Issue 4.3
Fall 2024
Dontay M. Givens II
Reflection
"DELUSIONZ OF THE BLOOZ 6: A LIL CARGO RAP" plays with the sonic and phonetic aspects of black English, my narrative dialect. The dialect itself is indebted to the Mississipian background of my family, who migrated to Chicago in the 60s, is how I talk back at home (apparently black folk living in Chicago elongate, or elide, their vowels and certain syllables). In this delusion my dialect finds a Spielraum (play-room), where I write a verse fit for 'Mystic Stylez' by Three 6 Mafia. I am not my own; sumtimes im my granny, others sum ancestor I aint met yet. The verse within dis delusion hinges around 2 questions:
What is the Klang (noise) and Bild (image) of blackness ? How do I understand the mimetic instantiation of its Gestalt (shape, appearance)?
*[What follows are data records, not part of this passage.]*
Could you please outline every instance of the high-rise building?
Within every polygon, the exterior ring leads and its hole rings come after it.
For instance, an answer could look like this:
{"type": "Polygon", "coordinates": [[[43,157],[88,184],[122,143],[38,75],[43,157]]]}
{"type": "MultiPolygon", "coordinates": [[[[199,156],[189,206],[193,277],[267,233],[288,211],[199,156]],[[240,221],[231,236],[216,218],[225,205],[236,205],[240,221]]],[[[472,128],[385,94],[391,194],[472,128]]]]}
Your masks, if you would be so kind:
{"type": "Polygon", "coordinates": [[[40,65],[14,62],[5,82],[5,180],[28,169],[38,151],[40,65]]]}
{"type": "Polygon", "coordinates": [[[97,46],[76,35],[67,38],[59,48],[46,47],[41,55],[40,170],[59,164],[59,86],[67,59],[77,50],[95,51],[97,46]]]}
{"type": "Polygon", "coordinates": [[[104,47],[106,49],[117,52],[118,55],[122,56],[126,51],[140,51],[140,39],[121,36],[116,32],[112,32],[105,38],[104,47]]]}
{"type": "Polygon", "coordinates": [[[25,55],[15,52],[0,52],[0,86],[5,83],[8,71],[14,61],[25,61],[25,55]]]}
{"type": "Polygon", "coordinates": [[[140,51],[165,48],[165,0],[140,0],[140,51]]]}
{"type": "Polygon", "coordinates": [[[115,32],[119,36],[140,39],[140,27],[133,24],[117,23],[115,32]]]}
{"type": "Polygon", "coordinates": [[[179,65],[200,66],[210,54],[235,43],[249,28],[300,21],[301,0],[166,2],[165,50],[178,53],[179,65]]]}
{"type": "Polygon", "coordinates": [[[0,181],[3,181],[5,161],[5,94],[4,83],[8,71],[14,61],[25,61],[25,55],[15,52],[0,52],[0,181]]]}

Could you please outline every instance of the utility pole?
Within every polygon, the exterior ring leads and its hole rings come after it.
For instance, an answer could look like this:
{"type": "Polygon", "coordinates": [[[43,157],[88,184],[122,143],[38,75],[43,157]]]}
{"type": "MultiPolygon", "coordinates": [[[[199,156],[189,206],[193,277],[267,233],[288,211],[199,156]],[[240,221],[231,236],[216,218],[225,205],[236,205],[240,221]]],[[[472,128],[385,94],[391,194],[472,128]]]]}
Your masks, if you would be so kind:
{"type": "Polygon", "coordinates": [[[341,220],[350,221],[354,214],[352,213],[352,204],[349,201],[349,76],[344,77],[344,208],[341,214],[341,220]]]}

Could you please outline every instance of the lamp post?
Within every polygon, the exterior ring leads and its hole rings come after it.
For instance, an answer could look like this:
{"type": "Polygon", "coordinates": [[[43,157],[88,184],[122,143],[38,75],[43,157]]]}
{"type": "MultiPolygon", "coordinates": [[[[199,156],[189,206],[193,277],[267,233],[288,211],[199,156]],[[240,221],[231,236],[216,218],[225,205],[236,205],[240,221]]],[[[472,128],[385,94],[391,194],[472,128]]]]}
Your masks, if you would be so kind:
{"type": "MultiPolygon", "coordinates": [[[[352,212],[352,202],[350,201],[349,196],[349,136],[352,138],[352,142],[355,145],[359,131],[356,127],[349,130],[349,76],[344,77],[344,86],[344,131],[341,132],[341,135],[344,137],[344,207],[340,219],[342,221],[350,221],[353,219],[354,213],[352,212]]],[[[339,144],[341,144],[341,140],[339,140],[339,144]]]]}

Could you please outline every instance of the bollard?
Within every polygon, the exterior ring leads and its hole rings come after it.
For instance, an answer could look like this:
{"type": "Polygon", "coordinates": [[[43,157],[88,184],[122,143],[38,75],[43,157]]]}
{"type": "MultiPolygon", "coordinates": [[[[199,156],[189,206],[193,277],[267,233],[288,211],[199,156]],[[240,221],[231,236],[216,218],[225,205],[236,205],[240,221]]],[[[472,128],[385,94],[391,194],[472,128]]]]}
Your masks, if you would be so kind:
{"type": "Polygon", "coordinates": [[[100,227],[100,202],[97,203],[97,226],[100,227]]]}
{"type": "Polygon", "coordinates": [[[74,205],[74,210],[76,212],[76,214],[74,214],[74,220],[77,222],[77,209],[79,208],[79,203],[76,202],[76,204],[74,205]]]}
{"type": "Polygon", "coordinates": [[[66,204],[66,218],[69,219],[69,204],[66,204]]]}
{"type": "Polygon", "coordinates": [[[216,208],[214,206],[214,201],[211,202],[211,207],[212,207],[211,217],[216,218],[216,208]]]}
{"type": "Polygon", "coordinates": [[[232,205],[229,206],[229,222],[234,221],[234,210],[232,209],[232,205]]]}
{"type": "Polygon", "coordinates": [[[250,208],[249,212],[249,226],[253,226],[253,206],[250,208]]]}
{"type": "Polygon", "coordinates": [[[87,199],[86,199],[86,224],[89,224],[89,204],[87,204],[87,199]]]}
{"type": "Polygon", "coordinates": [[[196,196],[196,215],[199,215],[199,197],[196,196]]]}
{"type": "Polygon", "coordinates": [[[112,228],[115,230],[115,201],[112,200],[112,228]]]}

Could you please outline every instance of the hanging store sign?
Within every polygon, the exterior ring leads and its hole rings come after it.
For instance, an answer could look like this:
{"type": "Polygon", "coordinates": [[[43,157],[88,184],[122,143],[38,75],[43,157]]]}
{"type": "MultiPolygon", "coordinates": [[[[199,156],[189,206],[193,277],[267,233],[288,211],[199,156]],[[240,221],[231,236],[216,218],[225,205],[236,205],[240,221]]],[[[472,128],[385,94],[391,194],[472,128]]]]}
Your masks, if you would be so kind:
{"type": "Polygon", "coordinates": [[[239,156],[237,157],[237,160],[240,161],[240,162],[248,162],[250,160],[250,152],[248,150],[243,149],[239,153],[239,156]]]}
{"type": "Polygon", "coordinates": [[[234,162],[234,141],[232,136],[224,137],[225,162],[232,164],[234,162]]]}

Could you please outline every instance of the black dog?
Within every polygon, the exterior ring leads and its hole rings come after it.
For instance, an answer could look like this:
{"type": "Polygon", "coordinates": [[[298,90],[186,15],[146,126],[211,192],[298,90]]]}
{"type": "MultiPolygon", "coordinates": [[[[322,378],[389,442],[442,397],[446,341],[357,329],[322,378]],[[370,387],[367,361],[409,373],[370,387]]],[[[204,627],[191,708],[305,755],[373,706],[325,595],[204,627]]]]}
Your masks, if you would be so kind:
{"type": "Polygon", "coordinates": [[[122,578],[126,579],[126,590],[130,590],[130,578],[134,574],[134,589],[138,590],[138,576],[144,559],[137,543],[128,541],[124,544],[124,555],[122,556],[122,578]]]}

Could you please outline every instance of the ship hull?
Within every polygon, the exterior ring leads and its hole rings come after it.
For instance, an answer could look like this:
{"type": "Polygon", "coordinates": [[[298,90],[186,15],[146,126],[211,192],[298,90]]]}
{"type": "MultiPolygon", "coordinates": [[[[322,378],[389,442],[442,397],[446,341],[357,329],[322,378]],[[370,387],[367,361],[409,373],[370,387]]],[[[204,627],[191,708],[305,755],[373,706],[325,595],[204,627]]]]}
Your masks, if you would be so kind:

The staging of these nightmarish (read spirits of the night) questions is within the hull of a schip, where we find a type of new Anfang (beginning), where one bodee bleeds into a hunnid. In the hull of the schip u will knot find Körper (bodies), since dat wud assume autonomy or agency among spirits of the night, or homme de corp, bcuz who really cud be dependent on sumbodee so much that dey lose their bodees, but un/heimlich (un/familiar) beings winding 2gether as they wander in dream. If I told u dat poems can enchant the listener, twisting & unraveling bodees, wud u beleave me? Playa Fly wud:
"Bustas get so dazed and amazed as Lil Fly enchants/ Memories of 'Smoked Out, Loced Out'/bumped out as them demons dance"- Three 6 Mafia, Mystic Stylez
DELUSIONZ OF THE BLOOZ 6:
A LIL CARGO RAP
-after Three 6 Mafia’s “Mystic Stylez”
​
∞
eye have heard squirmin’ massez
of movment,
bent flesh toward contort’d matere
twistin’ bodee turnz
push’d thru
nu-thangness
eye’m nu-thang,
no bodee—
da terrifyin’ enfleshment offerz meh a name,
fearfull eye draw baq from da abyssal laughter
iz dat nu-thang empty?
knot eye or thou
knot sanctified,
do eye no how dreamz begin?
b’hin da wissfull slumbur
eye heard ah verse bouta lil cargo rap,
pantz saggin, teef shynin
hand me dat spade b4 u
ask meh how it be n dis nu-thangness,
fantasyz bout a homely void
sumwear hidden beneef da hull
of a schip, dreamz of dyin
wit ah mystic azz style—
knot quite livin’, not wholly ded.
Dontay M. Givens II (they/he)—the child of Batavia and Shaylese Givens, daughters of Charlotte and Larry Washington, daughter of Flossie-Mae and Tommie Lee Givens—is a poet from the West Side of Chicago, currently living in Harlem, NYC. They, imag(in)ing anachronisms for their ancestors, rap/write poems which, lingering in the un/broken poetics of black English (Ebonics), hope to ward off the blues. They are currently pursuing an English PhD at New York University with focuses in black studies, medieval and early modern studies, poetics, and aesthetics with particular interests in German- and Dutch-speaking regions.